I want to replace part of a file that matches a regexp. The point is, that it has to work over whole file as a single string like grep -Pzo
, but, as far as I know, sed
is line-based.
I have tried to force sed
to do this by manipulating IFS
, but I am still inexperienced in bash
and I am not really sure about what I'm doing.
I hope you will help me clarify some things that I don't understand.
So I made something like this:
OIFS=$IFS
IFS=""
content=$(cat -v file | sed 's/(?<=<\/div>(?!.*\/div>)).*//')
#Remove everything begining from last </div> to the end of file.
IFS=$OIFS
But I doesn't work as I intended. I was also experimenting with perl
to make this substitution, but the problem seems to be the same.
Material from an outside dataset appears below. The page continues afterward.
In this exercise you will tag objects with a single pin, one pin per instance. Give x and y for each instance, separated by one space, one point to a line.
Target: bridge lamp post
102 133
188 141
I will appreciate any tips.
EDIT:
According to comments below I am pasting some example data:
Source:
<html>
<body>
<div>
some site with many <div> divs </div>
<div> and more <div> even more </div> </div>
</div> <!-- last div closing -->
This is all to be deleted
</body>
</html>
Then after: s/</div>(?<=<\/div>(?!.*\/div>)).*//s
<html>
<body>
<div>
some site with many <div> divs </div>
<div> and more <div> even more </div> </div>
EDIT 2:
I found yet simpler way than suggested below:
cat file | perl -0pe 's/(?<=<\/div>(?!.*\/div>)).*//'
-0 causes record separator to be null, which makes perl to process whole string in one run instead of looping through lines.